Currently we’re working in Georgia and North Carolina to help law enforcement officers implement needlestick prevention measures and overdose prevention programs that equip officers with the opioid overdose reversal medication, naloxone (Narcan).
Naloxone is actually a relatively cheap medication. NCHRC passes out Intramuscular naloxone, which costs under $12 per Overdose Prevention Kit. Intranasal naloxone works just as well and is used by the majority of the 68+ law enforcement departments that carry naloxone in the US. The intranasal form is a bit more expensive, but doesn´t cost more than $60 for a two-dose naloxone kit. I am happy to assist any department to equip their officers with naloxone. Feel free to email me at firstname.lastname@example.org or give me a call at 336-543-8050 and I can assist with developing policies, trainings or ordering naloxone.
Both forms of naloxone work excellently and have been proven not to promote drug use. We’ve seen more people accessing drug treatment in cities that have a naloxone program, because people are given a second chance at life. Naloxone programs also mend and build community relationships, because community members start seeing law enforcement as lifesavers. A recent study showed that when a community invests in community wide naloxone distribution, overdose mortality may decrease by up to 46% percent.
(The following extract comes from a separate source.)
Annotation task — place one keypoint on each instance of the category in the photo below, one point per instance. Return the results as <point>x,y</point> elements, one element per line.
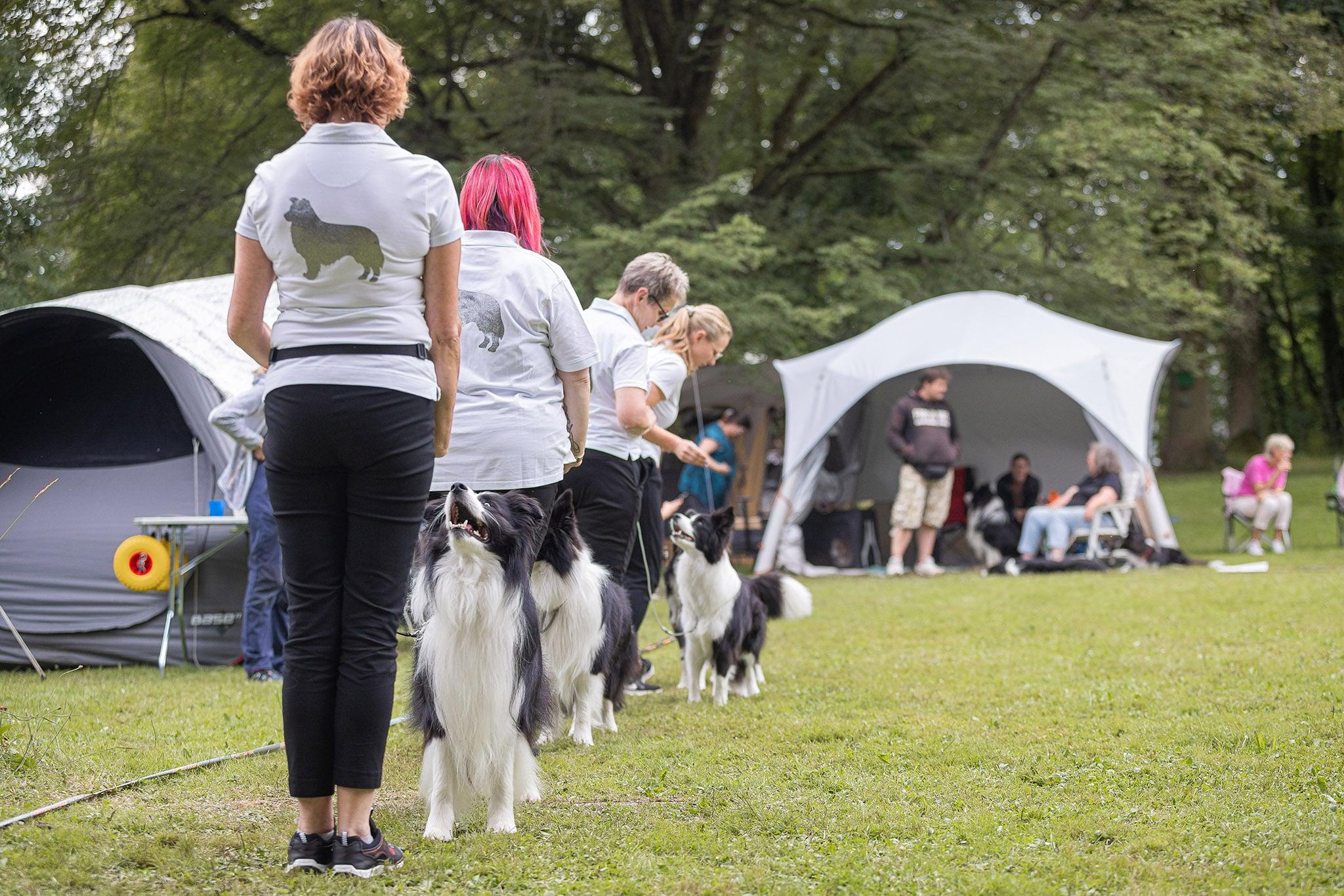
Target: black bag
<point>933,472</point>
Another benefit of naloxone is that it decreases PTSD among law enforcement officers. Equipping officers with naloxone allows them to reverse overdoses and prevent them from witnessing their community members dying in front of them, a common problem in Appalachia.
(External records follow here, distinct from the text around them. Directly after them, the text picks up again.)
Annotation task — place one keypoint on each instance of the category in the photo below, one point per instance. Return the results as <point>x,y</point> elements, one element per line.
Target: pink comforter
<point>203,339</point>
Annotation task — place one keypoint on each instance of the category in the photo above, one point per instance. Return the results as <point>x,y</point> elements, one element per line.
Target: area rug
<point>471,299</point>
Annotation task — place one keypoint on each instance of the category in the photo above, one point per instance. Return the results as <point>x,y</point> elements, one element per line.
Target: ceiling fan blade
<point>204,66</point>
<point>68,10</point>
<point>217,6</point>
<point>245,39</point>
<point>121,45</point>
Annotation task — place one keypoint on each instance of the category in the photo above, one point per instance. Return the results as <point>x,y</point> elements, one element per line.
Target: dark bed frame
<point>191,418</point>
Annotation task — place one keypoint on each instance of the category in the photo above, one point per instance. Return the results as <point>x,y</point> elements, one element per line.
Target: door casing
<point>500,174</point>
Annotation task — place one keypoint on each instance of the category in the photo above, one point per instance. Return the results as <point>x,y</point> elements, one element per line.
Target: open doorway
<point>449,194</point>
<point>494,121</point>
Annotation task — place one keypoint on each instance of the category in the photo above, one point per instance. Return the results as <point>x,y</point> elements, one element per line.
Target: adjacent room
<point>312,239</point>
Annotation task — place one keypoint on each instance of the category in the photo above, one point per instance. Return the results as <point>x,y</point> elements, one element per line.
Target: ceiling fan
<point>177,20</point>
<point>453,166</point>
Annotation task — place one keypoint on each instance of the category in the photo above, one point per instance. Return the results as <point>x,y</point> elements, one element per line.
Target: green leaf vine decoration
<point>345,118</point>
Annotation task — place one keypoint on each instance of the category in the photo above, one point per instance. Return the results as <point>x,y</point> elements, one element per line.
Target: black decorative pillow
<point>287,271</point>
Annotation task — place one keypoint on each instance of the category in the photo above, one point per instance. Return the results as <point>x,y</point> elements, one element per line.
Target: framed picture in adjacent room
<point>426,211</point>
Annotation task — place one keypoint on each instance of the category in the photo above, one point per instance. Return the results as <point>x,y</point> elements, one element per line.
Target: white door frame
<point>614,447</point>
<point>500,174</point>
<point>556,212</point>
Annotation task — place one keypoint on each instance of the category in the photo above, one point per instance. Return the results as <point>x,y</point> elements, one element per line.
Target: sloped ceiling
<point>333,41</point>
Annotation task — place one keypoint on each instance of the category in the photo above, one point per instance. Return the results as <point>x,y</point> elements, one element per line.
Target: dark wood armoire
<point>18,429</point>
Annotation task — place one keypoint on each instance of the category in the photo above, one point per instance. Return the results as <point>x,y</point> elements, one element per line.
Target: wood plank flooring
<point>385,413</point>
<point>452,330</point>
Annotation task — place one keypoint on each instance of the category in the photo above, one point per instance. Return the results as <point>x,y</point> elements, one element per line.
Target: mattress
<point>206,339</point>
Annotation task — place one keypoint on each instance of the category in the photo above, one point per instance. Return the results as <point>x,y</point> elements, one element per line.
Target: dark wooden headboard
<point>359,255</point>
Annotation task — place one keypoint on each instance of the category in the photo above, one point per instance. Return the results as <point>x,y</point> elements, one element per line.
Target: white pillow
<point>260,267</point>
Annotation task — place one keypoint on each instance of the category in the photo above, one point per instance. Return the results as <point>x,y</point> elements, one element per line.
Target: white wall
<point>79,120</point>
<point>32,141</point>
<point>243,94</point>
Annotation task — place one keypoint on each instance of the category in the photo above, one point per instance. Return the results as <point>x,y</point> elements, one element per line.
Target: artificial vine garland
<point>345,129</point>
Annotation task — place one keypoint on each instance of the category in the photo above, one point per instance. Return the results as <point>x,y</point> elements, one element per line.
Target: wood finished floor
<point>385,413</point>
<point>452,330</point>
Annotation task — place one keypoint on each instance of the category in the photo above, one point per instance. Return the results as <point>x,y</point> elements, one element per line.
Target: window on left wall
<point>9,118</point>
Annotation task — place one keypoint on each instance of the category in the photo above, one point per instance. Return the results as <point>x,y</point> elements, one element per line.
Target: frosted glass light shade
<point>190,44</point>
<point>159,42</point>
Some states are going to need legal changes to run these programs. There are 24 states and DC that have good naloxone laws that take away civil and/or criminal liability for individuals who administer naloxone.
We’ve been polling officers on their attitudes toward carrying naloxone in NC, and have found that the vast majority want access to it ASAP. I’ve been dispensing naloxone to officers since August 2013, and after a training we always have long lines of officers queuing to get it, because they want to be part of the solution. There isn’t any controversy among the officers about the life-saving benefits of naloxone.
Another good thing about Naloxone is that it is incredibly durable. According to the 2008 Study in the American Journal of Emergency Medicine called, “Alteration in prehospital drug concentration afterthermal exposure,” Naloxone can handle being in temperatures as low as 21 and as high as 129 degrees Fahrenheit temperatures for a 28 day period and keep a good concentration level of around 89%. We always recommend that you keep the medicine at room temperature out of sunlight, but naloxone is a burly medication that can handle limited exposure to the high heat and cold winter days that officers frequently deal with in the community.